The patronage scandal as it was known erupted from a November 2010 report on the Massachusetts Department of Probation.
The report found that probation commissioner Jack O’Brien made it a point to hire and promote politically connected employees to influence favorable budget decisions by the Legislature. DeLeo, who had been speaker of the Massachusetts House of Representatives since 2009, was never charged but considered an unindicted co-conspirator for working with O’Brien on the hirings.
O’Brien and two of his employees, Elizabeth Tavares and William Burke, were convicted in 2014 of violating federal anti-racketeering law, but the First Circuit reversed on Monday.
“Although the actions of the defendants may well be judged distasteful, and even contrary to Massachusetts’s personnel laws, the function of this court is limited to determining whether they violated the federal criminal statutes charged,” U.S. Circuit Judge Juan Torruella wrote for a three-person panel. “We find that the government overstepped its bounds in using federal criminal statutes to police the hiring practices of these Massachusetts state officials and did not provide sufficient evidence to establish a criminal violation of Massachusetts law under the government’s theory of the case.”
O’Brien has admitted that his hiring practices were intended to curry favor with the legislature, but the First Circuit noted that criminal liability hinges on proof that there was a direct link between O’Brien’s hiring practices and his receiving a specific benefit or favor from lawmakers.
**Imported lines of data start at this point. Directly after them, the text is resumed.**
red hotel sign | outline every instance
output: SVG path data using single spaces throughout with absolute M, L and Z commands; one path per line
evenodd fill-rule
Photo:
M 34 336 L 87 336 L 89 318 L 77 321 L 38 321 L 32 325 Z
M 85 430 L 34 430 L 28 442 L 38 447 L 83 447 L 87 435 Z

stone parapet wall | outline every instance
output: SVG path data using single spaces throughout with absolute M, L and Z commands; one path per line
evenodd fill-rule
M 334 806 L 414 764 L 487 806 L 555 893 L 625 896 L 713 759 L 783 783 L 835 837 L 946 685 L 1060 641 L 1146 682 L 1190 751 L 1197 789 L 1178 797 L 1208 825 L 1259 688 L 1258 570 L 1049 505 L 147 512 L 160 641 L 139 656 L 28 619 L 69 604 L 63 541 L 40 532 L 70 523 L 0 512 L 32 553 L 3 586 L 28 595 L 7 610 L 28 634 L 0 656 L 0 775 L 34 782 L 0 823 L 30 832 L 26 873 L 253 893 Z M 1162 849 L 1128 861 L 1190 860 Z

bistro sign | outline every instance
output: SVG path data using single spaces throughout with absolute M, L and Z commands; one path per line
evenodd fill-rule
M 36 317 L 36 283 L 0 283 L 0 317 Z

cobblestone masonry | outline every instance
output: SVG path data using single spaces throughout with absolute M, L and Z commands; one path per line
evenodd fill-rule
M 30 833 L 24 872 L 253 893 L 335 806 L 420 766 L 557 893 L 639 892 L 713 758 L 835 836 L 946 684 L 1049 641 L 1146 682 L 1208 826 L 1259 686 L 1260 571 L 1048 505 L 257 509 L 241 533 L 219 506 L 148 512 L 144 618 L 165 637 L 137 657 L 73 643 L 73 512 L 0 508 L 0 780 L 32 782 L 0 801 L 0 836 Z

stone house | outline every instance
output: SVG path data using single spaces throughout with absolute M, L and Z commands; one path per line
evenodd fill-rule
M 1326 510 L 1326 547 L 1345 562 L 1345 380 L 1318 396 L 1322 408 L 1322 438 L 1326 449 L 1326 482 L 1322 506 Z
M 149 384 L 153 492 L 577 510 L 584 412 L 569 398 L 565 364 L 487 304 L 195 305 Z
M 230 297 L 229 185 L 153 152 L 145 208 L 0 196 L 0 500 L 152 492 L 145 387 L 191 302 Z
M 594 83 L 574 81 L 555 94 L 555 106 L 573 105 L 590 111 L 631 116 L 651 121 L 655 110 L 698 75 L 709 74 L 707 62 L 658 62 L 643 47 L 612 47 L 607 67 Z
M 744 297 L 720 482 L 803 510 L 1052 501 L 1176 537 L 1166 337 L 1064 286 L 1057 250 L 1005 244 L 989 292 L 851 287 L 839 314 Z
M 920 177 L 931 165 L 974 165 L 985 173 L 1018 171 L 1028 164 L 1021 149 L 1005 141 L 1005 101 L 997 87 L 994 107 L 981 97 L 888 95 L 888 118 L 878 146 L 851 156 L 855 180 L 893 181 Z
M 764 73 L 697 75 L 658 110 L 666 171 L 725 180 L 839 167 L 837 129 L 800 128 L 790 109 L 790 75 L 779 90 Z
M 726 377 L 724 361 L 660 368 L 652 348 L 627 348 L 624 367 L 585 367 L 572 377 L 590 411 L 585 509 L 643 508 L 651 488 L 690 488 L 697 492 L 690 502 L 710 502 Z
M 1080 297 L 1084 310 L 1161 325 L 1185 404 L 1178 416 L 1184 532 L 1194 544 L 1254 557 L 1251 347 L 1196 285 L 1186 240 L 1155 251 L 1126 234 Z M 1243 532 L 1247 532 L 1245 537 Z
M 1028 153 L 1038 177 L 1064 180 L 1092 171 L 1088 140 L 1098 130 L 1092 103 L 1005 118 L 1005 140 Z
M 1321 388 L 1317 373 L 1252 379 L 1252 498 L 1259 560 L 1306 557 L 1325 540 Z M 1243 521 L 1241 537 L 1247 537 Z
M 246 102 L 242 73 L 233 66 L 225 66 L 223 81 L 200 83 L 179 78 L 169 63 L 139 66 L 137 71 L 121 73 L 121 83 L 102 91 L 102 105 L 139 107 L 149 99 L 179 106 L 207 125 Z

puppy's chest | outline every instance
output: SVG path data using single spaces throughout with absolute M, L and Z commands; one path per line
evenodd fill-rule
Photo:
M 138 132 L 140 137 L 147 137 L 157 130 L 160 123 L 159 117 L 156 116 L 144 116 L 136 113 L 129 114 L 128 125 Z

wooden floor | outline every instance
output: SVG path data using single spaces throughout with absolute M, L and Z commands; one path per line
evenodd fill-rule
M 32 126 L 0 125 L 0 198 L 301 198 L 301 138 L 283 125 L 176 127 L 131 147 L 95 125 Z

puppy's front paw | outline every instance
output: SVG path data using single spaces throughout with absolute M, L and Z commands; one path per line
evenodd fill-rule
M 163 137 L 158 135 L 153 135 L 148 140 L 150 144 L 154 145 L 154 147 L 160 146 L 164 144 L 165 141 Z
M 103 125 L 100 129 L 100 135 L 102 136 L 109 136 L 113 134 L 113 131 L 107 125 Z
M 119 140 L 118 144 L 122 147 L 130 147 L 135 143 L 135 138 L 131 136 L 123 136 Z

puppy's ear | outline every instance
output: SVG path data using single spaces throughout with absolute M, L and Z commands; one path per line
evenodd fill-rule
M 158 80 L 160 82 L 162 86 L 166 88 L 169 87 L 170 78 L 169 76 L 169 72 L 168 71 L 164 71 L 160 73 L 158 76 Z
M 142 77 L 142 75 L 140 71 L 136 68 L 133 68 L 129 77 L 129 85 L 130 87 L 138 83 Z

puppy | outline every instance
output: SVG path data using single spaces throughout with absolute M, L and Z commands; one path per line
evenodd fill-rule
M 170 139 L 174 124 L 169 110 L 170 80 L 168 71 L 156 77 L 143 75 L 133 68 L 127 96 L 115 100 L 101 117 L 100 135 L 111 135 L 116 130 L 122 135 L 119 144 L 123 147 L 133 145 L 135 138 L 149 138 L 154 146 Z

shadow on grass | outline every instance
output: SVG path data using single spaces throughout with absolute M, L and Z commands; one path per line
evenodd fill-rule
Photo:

“This case involves state officials’ efforts to increase funding for their department through closed-door arrangements with state legislators and other public officials,” Torruella wrote. “But not all unappealing conduct is criminal.”
The appellate opinion also exonerates DeLeo.
“All the government demonstrated, however, is that O’Brien and DeLeo met,” wrote Torruella. “The evidence does not show, for example, that DeLeo subsequently introduced a bill based on either of O’Brien’s proposals or took some official act with respect to such a bill proposed by another legislator.”
DeLeo applauded the court’s finding.
“It is unfortunate that for six and a half years other legislators and I have lived under the cloud of suspicion of having been involved in illegal activity,” the speaker said in a statement on the ruling. “Today, the Court of Appeals has affirmed what I have said for the entire period – that neither I, nor to my knowledge any other legislator had engaged in any wrongdoing. The decision of the court constitutes a complete exoneration for this institution and all of its members. These false and scurrilous allegations can now be given an appropriate burial.”